[
https://issues.apache.org/jira/browse/CONNECTORS-613?page=com.atlassian.jira.plugin.system.issuetabpanels:comment-tabpanel&focusedCommentId=13556038#comment-13556038
]
Karl Wright commented on CONNECTORS-613:
----------------------------------------
I just took the step of actually seeing what cURL sends in the multipart data.
It looks like it uses the file extension to make a guess about the content type:
{code}
002c: Content-Disposition: form-data; name="myfile"; filename="sjis.tx
006c: t"
0070: Content-Type: text/plain
008a:
=> Send data, 49 bytes (0x31)
0000: This is a sjis text. .........{.....e.L.X.g.....B
=> Send data, 48 bytes (0x30)
0000:
{code}
So the assumption that cURL is not providing a content type is incorrect.
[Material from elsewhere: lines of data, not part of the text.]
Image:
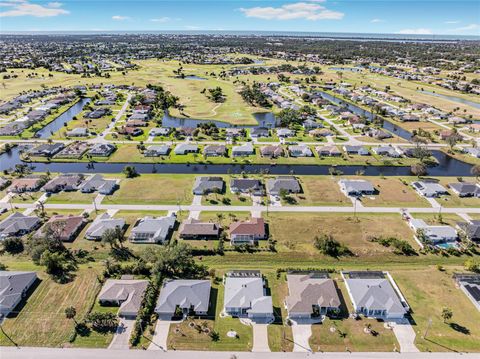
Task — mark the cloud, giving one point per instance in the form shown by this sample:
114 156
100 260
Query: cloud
420 31
25 8
120 18
299 10
466 28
When
I rename "sjis.txt" to just plain "sjis", and post that, then I get this:
{code}
002c: Content-Disposition: form-data; name="myfile"; filename="sjis"
006c: Content-Type: application/octet-stream
0094:
=> Send data, 49 bytes (0x31)
0000: This is a sjis text. .........{.....e.L.X.g.....B
=> Send data, 48 bytes (0x30)
0000:
{code}
I'd really love to know whether Tika properly extracts sjis from THAT post.
Abe-san, can you check? Or better yet, can you tell me how you are seeing
exactly what Tika extracts, and I can check here?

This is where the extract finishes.